Griffin was known for his comments regarding the changes in the world during his life. He was born in1892 and passed in 1974. The advent of the automobile, heavier than air flight, movie theaters, and on and on. Our modern world emerged throughout the course of his life.
According to the best information available, Griffin became interested in photography when he saw an advertisement in a Sears and Roebuck catalogue for cameras and pre-treated glass plate negatives. He bought a basic camera and a few negatives and enrolled in a photography correspondence course. He learned the basic tenants of photography by mail, and, as they say, the rest in history. He began a lifelong quest to make good photographs.
Initially, Griffin bought pre-treated negative for his craft. He found it much cheaper to buy the chemicals and treat the plates in his own darkroom in the attic of his farmhouse. Because of the sensitivity of the chemicals, there could be no light whatsoever. He had a small kerosene, red-lensed lantern to provide dim lighting. It would not be a stretch to add "Chemist" to his list of proficiencies.
Petterson commented, "This had to be an incredibly challenging exercise, particularly in the summer. The temperature had to be well over a hundred degrees in the closed-up attic. The chemicals he worked with were all very volatile. Ether was one of the main chemicals, well known for its volatile tendencies."

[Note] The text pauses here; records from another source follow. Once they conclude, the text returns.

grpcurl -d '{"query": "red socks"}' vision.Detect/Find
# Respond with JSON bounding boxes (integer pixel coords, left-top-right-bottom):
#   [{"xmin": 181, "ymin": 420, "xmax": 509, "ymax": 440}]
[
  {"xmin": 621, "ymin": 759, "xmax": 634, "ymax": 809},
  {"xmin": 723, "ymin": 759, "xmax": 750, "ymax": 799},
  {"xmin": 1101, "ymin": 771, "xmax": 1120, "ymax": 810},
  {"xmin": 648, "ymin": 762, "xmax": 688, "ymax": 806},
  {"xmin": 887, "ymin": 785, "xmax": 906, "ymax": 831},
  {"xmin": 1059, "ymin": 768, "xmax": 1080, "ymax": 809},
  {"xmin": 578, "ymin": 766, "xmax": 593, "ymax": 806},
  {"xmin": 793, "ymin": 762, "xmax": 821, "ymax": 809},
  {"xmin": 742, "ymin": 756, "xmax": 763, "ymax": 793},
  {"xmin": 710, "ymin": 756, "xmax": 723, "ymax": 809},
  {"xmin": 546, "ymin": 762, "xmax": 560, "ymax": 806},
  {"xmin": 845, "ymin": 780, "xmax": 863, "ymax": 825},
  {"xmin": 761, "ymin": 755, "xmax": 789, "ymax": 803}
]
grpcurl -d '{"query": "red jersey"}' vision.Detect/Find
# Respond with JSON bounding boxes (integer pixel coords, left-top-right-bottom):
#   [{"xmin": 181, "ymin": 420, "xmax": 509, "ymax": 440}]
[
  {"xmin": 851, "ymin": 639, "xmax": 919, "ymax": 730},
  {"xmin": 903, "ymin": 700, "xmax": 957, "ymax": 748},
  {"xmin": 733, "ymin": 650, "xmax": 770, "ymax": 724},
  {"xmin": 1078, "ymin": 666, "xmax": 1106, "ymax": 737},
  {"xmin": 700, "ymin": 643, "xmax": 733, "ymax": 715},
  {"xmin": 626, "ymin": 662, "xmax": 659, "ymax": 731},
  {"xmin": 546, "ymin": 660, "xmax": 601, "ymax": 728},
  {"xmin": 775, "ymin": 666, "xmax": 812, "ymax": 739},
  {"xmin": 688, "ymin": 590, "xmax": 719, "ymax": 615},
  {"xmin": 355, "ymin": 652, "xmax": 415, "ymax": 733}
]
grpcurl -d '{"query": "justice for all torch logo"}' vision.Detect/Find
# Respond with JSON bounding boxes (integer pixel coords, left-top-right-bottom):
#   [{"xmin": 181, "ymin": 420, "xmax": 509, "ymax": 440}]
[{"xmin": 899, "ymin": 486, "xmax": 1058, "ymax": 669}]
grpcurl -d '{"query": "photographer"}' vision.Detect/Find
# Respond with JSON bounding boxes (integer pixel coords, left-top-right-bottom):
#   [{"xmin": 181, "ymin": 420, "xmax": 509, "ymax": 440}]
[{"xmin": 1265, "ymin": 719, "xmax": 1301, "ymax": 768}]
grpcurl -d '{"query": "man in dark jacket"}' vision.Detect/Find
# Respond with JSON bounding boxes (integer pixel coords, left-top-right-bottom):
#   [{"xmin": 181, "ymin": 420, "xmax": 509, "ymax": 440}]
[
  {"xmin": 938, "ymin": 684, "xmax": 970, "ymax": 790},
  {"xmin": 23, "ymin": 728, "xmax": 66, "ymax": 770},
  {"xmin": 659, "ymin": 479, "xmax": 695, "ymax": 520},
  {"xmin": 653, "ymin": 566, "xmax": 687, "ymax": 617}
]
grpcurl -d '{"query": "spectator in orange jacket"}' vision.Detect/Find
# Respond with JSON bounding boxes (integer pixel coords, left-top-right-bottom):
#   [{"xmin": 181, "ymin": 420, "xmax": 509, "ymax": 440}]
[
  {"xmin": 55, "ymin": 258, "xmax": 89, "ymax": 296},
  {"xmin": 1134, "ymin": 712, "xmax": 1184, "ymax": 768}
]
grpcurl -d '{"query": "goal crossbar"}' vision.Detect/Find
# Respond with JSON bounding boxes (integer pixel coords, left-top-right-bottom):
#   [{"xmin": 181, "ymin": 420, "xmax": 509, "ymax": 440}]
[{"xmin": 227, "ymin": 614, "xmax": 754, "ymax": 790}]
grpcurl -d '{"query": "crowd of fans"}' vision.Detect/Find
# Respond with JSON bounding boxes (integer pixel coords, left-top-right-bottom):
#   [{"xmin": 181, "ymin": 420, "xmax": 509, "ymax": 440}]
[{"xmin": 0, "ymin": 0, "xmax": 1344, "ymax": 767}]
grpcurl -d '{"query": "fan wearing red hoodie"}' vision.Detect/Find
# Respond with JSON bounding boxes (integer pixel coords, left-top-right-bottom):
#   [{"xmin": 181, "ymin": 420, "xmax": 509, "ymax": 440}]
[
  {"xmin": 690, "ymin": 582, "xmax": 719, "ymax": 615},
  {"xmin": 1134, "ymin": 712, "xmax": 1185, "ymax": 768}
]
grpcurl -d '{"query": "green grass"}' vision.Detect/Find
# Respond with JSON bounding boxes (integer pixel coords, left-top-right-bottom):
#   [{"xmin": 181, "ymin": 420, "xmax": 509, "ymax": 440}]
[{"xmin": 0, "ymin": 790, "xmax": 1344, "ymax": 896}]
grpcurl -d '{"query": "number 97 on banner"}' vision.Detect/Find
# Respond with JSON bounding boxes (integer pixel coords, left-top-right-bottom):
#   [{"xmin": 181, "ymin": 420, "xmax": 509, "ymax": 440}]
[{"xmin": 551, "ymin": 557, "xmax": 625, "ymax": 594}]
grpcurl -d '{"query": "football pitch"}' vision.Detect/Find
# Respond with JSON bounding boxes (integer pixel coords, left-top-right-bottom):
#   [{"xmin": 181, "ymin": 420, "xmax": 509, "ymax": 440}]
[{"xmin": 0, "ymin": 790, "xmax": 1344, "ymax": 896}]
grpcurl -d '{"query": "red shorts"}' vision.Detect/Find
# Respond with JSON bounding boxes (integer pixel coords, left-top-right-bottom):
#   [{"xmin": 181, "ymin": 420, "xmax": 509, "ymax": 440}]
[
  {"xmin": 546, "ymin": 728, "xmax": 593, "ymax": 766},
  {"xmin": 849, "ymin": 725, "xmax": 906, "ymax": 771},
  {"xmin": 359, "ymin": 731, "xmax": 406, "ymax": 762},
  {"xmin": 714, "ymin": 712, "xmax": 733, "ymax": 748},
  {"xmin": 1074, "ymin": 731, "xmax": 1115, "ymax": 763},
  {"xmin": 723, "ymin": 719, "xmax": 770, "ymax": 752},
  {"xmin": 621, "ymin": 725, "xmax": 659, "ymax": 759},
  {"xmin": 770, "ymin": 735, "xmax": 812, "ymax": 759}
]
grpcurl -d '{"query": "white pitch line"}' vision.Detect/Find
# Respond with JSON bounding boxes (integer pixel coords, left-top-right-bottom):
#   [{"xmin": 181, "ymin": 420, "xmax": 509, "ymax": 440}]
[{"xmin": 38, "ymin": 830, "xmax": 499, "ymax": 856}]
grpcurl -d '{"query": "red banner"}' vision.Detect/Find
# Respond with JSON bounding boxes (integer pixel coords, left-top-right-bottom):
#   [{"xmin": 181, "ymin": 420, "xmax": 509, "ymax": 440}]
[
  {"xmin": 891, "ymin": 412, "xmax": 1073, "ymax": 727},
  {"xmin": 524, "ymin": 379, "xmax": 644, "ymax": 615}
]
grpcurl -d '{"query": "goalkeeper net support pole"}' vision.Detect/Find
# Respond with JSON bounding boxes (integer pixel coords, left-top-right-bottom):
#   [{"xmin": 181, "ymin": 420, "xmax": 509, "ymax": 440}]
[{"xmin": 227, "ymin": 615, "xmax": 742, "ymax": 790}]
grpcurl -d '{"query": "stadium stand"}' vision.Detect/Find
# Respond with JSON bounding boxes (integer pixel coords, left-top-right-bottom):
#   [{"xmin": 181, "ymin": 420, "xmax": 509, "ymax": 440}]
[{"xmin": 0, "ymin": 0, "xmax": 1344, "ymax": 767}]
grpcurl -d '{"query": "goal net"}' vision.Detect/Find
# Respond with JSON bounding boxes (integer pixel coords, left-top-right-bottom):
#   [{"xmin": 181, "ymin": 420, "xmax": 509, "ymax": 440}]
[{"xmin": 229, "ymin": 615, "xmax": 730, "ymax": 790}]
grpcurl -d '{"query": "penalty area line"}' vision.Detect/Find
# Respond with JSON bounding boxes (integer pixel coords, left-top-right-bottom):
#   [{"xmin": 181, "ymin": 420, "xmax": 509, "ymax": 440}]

According to Petterson, no explosions or house fires have been reported in or near the Griffin homestead.
Many of his photos were taken on the south porch of the family home. The site was out of the wind and the lighting was excellent for his work. Peterson estimated 80% of his work was done there.
One testament to the exactness of his photographic skill is the clearness of the focus of his finished work.Exsposing the plate to light to make a photo is a very delicate process. Any movement of the subject during this process results in a blurry photo. Many of Griffin's photos were on display at the Bohemian Hall. A number of these photos included babies and small childern who are noted for not holding still for any length of time. In all the photos displayed, there were no blurry phots. All were crystal clear.
Griffin was known to venture away from home looking to make good photos out in the country. He loved to take pictures of livestock, especially horses, barns, houses, and the rolling countryside of the area. There are quite a few group photos taken at the end of school terms with all the children posed in front of the school. He photographed family gatherings and weddings at their locations away from his home. Petterson estimated he traveled out not terribly far into Mitchell, Ottawa, Lincoln and Cloud County at times. Due to the fact that his traveling studio was transported by horse drawn wagon, he did not venture a long way from his home.
When Griffin retired from the glass plate negative photography business, he stored all the 5"x7" negatives in a box in his attic. His daughter, Catherine Newland, said, "Dad never talked much about his work. It was something he did and enjoyed very much. He must have done a good job, judging from all the negatives we have." Catherine and Kyle Petterson have collaborated on how to make his work available for public viewing again.